Я смотрела на людей, будто видела их в первый раз. Ветер что есть сил плюнул мне в лицо пылью, словно желая запорошить глаза. И я, наконец, увидела.
Они были чем-то похожи на кучи мусора. Громоздились вчерашние новости, топорщились мелкие и не очень переживания, колкой щетиной выступали насущные проблемы. Это живое, хотела спросить я у Трюки и не посмела оторвать взгляда — смотрела дальше. Где-то там, под свалкой негатива, билось сердце, таилась надежда, и умирало, медленно и в муках, до невозможного крохотное счастье. Счастья много не бывает. Взгляды на мир, чужие советы, представления о любви, черствый цинизм, жестокость — всё это выпирало наружу. Не люди, а человекоподобные комки чего-то с чем-то. Червями ползли страхи — а вдруг я так же умру? А вдруг завтра меня вот так же — в гробу? Скептицизм ложился мягкой коркой, ловя червей прямо за хвост. Всё смертны, все умрут. Словно призрак Бледной Девы стоял у каждого за плечом. Они не живут — делают вид, что живут. Существуют мелкими проблемами. И в этот момент мне стало страшно. К горлу подкатил ком — я не знаю чего, — стало противно до омерзения.
— Осуждаешь их? — казалось, вот-вот плюшевая собеседница покачает головой в знак согласия со мной. Правильно, мол, делаешь! К ногтю их своим кукольным осуждением!
— Зря. Они такие, какими могут быть. Это люди, куколка. Они боятся, переживают, радуются выходу нового фильма.
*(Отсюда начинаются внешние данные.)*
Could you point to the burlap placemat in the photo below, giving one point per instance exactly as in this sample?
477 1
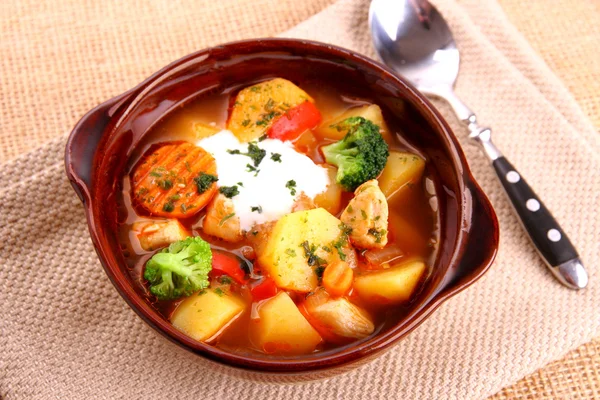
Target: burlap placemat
65 332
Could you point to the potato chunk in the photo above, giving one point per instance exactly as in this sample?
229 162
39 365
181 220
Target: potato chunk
328 129
281 328
221 221
203 315
401 170
367 215
155 235
331 198
285 258
390 286
257 106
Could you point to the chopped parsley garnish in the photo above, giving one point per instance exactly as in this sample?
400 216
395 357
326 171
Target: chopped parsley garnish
311 258
290 252
225 218
269 105
377 234
276 157
255 153
346 230
266 118
291 184
229 191
204 182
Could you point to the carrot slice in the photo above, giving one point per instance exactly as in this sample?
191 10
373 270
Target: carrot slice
174 179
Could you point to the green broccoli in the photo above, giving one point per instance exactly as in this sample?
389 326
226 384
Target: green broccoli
360 155
180 269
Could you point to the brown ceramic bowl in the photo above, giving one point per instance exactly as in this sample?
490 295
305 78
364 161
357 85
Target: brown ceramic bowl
99 147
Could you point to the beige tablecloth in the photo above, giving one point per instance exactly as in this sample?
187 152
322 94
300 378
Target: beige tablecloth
67 334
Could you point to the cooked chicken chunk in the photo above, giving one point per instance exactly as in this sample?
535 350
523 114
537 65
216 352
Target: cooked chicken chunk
367 215
221 221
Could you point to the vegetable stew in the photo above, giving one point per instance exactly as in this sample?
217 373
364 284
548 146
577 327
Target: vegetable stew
282 218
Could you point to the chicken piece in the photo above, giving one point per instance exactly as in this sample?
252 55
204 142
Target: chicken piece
221 221
367 215
337 320
158 234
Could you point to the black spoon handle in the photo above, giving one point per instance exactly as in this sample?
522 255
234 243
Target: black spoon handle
547 236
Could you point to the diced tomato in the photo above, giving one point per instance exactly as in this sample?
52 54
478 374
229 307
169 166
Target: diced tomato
295 121
229 265
265 289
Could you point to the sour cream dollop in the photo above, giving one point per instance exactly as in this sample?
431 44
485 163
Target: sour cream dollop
265 194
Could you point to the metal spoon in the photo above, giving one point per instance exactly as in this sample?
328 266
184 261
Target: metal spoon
412 38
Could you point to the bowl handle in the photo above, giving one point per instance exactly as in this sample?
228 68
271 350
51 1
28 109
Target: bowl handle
82 143
482 241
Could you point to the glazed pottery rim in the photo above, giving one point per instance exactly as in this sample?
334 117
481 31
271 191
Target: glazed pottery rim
322 360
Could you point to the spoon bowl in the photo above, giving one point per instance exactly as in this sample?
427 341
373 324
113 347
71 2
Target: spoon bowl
413 38
416 42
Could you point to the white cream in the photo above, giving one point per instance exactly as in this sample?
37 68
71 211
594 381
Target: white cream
268 188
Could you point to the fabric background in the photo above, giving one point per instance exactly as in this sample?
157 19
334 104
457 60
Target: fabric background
66 333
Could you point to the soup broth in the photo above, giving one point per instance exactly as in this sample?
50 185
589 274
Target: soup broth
254 321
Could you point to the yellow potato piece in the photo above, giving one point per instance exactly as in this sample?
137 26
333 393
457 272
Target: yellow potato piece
284 258
202 131
281 328
400 170
203 316
155 235
371 112
391 286
257 106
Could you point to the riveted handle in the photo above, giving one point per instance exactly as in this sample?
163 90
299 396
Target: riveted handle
546 234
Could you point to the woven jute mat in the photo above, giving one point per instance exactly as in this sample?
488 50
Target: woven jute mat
65 332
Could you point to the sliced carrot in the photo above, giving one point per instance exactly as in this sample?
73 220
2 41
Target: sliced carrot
337 278
174 179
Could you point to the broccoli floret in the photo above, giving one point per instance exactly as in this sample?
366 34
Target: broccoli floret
180 269
360 155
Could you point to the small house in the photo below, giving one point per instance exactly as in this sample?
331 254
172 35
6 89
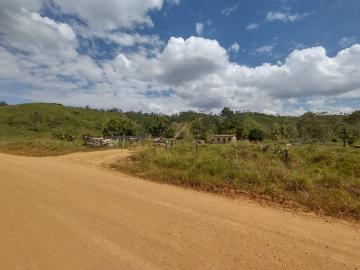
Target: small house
222 139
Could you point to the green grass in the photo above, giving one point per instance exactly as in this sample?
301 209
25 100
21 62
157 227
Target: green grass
324 179
32 129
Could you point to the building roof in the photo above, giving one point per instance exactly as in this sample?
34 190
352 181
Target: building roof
223 135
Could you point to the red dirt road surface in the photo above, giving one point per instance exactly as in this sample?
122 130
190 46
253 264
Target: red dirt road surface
71 212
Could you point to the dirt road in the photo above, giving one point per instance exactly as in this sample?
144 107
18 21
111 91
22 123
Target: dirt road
72 213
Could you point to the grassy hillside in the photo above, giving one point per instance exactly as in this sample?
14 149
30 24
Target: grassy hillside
321 178
32 129
37 128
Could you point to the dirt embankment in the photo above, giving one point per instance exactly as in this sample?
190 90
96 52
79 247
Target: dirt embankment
71 212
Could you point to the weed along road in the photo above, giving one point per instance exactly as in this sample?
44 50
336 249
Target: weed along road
72 212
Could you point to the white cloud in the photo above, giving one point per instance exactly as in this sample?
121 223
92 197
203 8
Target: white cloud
347 41
284 17
252 26
41 53
229 10
267 49
234 48
199 28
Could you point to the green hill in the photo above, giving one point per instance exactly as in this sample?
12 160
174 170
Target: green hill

Когда читают книгу, слушают музыку — ту самую, что живая, что полна искры — жизнь оживает в них. Наполняет их искрой, возрождает, заставляет двигаться — дальше. Жизнь порождает жизнь, маленькая.
— Безумие… Что такое Безумие, Трюка?
Голубая волшебница, казалось, только и ждала этого самого вопроса. Захрюкала, давясь собственным смехом. Мне хотелось возмутиться — да как она может, как смеет…
И мне вспомнилось, как Трюка последним стражем встала против чудовища. Чудовища, которого нельзя одолеть, чудовища, что пожирает звездочек на завтрак, а жизнью закусывает на обед. Все силы в один единственный удар — я помню, как вся любовь матери Лекса билась на кончике рога Трюки — и была бессильна.
— О, Безумие! Ты ведь уже ходила в Лексу? Пыталась пройти в него, как это делала раньше?
Я кивнула головой. Пыталась, конечно же. Ещё вчера я осмелилась влезть Лексе в голову и узреть то чудовище, что теперь правит им. Меня встретило безумство красок. Прежний мир — богатый, насыщенный, но упорядоченный, напоминал теперь старую комнату, в которой долго время складывали разный хлам. А потом в ней разбушевалась локальная буря, раскидав всё и вся в творческом беспорядке. Деревья не росли — торчали из земли, изгибая стволы под неестественными углами. Реки — богатые, теперь благоухали розами, молоком и, почему-то, кровью. Помню, как коснулась белой воды, чтобы через мгновенье ощутить липкую вязь крови. Я никогда не видела кровь вживую, но почему-то сразу поняла, что именно такой-то она и должна быть.